The Parallelogram Law
Let $x$ and $y$ be two vectors in a normed vector space that we are interested in. Recall that the existence of an inner product $\langle x, y\rangle$ implies the existence of a corresponding norm, $\lVert x\rVert = \sqrt{\langle x, x\rangle}$. But the converse direction is not always true. When it is true, is precisely when the normed vector space obeys the parallelogram law; for all vectors $x$ and $y$,
\[2\|x\|^2 + 2\|y\|^2 = \|x+y\|^2 + \|x-y\|^2 \]
 
The name of this law comes from the special case of $\mathbb R^2$ shown above, where it is a relationship between the side lengths and diagonals of a parallelogram. Notably, if $\lVert x+y \rVert=\lVert x-y \rVert$, i.e., the parallelogram is a rectangle, then we recover the Pythagoras theorem. Thus, the Pythagoras theorem is a corollary (i.e., a by product) of the fact that $\mathbb R^2$ equipped with the Euclidean norm $\lVert{}\cdot{}\rVert_2$ satisfies the parallelogram law.
Next, let’s see why the validity of the parallelogram law coincides with the existence of an inner product.
Symmetric Bilinear Forms
A symmetric bilinear form is a map $\phi(x,y)$ that takes two vectors $x$ and $y$ of a vector space and gives a real number1, much like an inner product or a metric does. A symmetric bilinear form is symmetric
\[ \phi(x, y) = \phi(y,x) \]
and bilinear
\[ \phi(x+y, z+w) = \phi(x,z) + \phi(x,w) + \phi(y,z) + \phi(y,w) \]
which means that it is linear in either argument. As a part of what we require of an inner product in a real vector space, they must be positive-definite symmetric bilinear forms. Positive definite means that $\phi(x,x)\geq 0$ and $\phi(x,x)=0$ $\Leftrightarrow$ $x=0$.
Now, if we set $z=x$ and $w=y$ in the above expression, and using the positive-definite, symmetric, and bilinear properties of inner products, we get
\[ \langle x+y, x+y \rangle = \langle x,x \rangle + \langle x,y \rangle + \langle y,x \rangle + \langle y,y \rangle \] \[ \| x+y\|^2 = \| x \|^2 + 2 \langle x,y \rangle + \| y\|^2 \]
where we used the notation, $\lVert x\rVert = \sqrt{\langle x, x\rangle}$. As $(-y)$ is also an element of our vector space, we can repeat the same steps to get
\[ \| x-y\|^2 = \| x \|^2 - 2 \langle x,y \rangle + \| y\|^2 \]

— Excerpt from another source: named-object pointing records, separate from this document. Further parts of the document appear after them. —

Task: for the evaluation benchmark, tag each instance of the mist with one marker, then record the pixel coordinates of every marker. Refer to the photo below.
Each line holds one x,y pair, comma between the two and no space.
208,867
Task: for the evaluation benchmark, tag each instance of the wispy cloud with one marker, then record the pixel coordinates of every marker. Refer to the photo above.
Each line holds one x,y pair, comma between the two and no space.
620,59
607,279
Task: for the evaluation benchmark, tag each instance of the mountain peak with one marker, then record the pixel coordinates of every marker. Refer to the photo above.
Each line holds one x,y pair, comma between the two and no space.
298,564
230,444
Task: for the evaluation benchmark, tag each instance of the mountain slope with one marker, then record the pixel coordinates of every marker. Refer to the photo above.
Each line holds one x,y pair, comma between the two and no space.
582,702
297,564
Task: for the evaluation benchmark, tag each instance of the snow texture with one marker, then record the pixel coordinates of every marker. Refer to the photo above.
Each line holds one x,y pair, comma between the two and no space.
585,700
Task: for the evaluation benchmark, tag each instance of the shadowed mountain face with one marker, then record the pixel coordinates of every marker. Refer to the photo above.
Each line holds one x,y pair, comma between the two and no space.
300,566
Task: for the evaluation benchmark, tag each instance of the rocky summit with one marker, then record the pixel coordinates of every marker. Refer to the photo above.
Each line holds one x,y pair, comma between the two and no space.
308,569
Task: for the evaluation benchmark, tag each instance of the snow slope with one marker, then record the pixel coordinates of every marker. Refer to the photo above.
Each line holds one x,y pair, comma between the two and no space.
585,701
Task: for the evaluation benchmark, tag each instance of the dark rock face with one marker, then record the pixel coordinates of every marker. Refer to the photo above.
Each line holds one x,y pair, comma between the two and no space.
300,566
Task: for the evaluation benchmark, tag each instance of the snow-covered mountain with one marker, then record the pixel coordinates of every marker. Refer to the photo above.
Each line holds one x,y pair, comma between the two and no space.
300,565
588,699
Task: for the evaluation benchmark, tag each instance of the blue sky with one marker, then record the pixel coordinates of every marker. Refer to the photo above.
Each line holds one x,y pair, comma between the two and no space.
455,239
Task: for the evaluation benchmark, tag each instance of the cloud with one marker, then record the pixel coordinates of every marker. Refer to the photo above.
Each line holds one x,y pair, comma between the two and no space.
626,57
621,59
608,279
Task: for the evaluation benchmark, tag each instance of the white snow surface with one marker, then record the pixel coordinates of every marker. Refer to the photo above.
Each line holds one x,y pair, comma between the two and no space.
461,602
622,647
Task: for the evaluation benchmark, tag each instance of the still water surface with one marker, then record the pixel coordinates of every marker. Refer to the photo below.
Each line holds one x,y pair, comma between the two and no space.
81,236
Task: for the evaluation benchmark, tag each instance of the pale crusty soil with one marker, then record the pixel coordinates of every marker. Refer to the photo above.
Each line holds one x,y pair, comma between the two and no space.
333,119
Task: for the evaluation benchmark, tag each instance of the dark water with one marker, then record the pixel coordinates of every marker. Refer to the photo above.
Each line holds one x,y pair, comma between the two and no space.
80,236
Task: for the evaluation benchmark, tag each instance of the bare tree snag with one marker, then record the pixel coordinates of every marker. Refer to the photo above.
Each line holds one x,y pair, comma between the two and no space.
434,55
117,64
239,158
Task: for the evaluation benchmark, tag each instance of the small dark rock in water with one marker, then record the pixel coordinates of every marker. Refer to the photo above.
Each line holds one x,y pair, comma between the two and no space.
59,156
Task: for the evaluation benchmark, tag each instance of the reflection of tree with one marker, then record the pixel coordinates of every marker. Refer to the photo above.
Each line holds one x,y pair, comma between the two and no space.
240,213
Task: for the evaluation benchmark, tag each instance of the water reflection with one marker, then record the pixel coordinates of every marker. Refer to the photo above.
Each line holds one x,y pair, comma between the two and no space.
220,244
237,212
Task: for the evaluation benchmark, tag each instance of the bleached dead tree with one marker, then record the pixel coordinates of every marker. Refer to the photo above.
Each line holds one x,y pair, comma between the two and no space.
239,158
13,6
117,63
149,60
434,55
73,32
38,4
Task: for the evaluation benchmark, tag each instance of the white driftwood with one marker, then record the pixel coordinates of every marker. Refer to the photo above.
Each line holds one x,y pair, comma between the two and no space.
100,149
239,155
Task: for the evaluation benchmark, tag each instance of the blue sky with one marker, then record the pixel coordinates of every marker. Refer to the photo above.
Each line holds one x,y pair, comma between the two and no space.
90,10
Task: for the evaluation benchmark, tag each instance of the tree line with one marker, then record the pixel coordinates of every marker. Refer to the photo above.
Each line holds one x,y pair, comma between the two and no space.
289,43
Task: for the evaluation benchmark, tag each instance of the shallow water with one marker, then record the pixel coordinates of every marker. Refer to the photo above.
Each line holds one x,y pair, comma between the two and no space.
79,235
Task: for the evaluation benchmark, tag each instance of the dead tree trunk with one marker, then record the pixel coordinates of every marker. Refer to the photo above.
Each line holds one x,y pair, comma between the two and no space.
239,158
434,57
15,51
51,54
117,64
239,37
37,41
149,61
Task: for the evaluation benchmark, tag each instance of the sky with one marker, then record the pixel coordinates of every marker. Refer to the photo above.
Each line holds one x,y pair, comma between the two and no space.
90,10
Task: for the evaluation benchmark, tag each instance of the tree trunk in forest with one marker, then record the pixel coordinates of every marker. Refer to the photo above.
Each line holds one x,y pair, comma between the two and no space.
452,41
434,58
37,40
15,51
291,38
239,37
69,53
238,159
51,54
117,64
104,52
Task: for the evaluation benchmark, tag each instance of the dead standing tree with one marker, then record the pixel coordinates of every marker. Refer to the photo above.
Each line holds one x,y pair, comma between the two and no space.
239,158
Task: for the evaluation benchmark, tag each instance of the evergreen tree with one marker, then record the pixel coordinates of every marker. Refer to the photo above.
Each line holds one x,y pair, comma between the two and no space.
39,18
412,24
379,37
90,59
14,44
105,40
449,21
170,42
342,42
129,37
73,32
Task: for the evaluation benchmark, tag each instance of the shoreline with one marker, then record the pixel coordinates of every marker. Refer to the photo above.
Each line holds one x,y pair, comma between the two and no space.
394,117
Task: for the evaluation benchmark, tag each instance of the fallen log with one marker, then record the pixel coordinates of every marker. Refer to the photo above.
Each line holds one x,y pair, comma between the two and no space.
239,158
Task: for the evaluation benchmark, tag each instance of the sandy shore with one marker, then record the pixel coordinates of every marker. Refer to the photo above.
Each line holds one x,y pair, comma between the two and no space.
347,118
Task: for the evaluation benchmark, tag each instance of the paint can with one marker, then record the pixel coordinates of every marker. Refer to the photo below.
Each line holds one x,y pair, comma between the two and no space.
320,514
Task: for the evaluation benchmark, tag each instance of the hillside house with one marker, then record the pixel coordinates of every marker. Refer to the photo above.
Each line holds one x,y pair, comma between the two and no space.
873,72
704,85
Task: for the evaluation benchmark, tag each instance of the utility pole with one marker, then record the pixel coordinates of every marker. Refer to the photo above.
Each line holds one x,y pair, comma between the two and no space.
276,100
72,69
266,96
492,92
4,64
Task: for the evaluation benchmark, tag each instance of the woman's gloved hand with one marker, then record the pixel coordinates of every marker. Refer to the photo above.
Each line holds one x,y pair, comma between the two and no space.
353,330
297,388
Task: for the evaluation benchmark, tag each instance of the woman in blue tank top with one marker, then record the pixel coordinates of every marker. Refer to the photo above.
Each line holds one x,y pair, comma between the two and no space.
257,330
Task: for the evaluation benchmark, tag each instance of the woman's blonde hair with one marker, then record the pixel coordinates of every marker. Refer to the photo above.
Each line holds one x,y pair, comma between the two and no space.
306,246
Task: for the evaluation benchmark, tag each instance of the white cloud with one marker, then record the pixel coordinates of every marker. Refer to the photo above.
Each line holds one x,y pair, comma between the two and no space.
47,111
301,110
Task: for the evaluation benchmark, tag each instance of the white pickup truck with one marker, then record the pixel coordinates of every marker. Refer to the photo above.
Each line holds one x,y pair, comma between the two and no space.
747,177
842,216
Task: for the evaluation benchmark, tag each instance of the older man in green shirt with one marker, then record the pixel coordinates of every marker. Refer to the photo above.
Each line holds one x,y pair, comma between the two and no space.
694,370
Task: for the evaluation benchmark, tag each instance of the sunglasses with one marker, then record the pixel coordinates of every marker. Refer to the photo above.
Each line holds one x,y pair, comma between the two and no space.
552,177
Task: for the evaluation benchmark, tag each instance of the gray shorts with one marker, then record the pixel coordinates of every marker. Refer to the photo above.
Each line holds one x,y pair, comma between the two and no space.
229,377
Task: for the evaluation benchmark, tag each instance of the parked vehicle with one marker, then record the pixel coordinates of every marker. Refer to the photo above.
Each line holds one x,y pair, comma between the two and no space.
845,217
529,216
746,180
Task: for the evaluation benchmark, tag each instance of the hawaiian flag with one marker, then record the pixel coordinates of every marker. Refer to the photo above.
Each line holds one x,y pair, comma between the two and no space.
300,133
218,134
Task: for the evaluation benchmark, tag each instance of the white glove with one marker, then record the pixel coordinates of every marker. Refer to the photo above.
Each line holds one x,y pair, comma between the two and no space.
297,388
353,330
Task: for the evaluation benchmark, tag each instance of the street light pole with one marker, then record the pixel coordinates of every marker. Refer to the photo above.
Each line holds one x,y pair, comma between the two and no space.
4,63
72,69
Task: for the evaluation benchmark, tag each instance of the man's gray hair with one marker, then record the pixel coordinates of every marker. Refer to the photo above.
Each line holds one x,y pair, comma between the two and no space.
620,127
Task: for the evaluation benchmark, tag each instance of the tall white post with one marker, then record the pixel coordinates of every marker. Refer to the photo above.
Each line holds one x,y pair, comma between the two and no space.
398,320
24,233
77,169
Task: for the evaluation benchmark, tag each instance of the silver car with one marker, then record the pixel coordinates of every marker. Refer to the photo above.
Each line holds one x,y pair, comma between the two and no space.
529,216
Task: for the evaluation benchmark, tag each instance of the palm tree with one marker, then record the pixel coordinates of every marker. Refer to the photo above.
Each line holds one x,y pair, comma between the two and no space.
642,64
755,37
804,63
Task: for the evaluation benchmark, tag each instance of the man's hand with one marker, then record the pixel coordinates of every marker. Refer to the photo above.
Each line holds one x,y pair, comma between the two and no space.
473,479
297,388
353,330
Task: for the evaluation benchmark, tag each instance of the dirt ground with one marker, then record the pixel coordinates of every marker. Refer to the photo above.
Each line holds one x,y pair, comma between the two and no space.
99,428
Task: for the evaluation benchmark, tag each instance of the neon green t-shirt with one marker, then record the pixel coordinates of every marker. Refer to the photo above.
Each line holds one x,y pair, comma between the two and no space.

The sum of the last two equations is the parallelogram law, whereas subtracting the second equation from the first gives us
\[ \langle x,y \rangle = \frac{\|x+y\|^2 - \|x-y\|^2}{4} \]
Observe that we can use the preceding equation as a definition for the inner product in terms of the underlying norm. Thus, normed vector spaces satisfying the parallelogram law have a unique inner product, which is defined as above. What remains to be shown is that this definition of an inner product using a norm, combined with the parallelogram law (which our norm supposedly satisfies), indeed satisfies all of the requirements that the inner product should .
Special Cases
Suppose the normed space we were working with was $\mathbb R^n$ with the $2$-norm, $\lVert{}\cdot{}\rVert_2$, then as one would expect, the unique inner product we get is the dot product for finite-dimensional vectors $x$ and $y$, which we usually write as $x^Ty$ or $x\cdot y$ in place of the more general notation of $\langle x, y \rangle$. Other $p$-norms do not satisfy the parallelogram law, and hence do not have an associated inner product.
As we saw, specializing the underlying vector space to $\mathbb R^2$ makes the parallelogram law a relationship between the sides and diagonals of a parallelogram. Further specializing to the case where $x$ and $y$ make an angle of $90^\circ$ between each other, i.e., $\langle x,y\rangle = 0$, yields the Pythagoras theorem.
Finally, in $\mathbb R$, the law takes its most plausible form:
\[ (x+y)^2 + (x-y)^2 = 2x^2 + 2y^2 \]
Update: Someone on Mathstodon pointed out to me that what the parallelogram law is really saying is that the norm-squared function $f(x)=\lVert x\rVert^2$ is a degree $2$ polynomial. Let’s explore this real quick.
Notice that a degree $2$ polynomial is characterized by the fact that its second derivative is constant everywhere. Suppose, this constant (which is the Hessian) is $c\cdot\mathbf I$, where $c$ is some number and $\mathbf I$ is the identity matrix. Let’s take the Taylor series expansion of $f$ at $x$, sticking to the Euclidean space $\mathbb R^n$ for simplicity.
\[ f(x+y) = f(x) + f'(x)^T y + \frac{1}{2} y^Tf''(x)y \] \[ \qquad \ = f(x) + f'(x)^T y + \frac{c}{2} f(y) \]
Similarly,
\[ f(x-y) = f(x) - f'(x)^T y + \frac{c}{2} f(y) \]
Adding these,
\[ f(x+y) + f(x-y) = 2 f(x) + c f(y) \]
Naturally, we set $c=2$. Thus, we could potentially simplify the parallelogram law to: The norm-squared function is a polynomial of degree $2$, which sounds more fundamental and less arbitrary than the parallelogram law to me, let alone the Pythagoras theorem. But we need to do more work to generalize this math to hold outside of Euclidean spaces.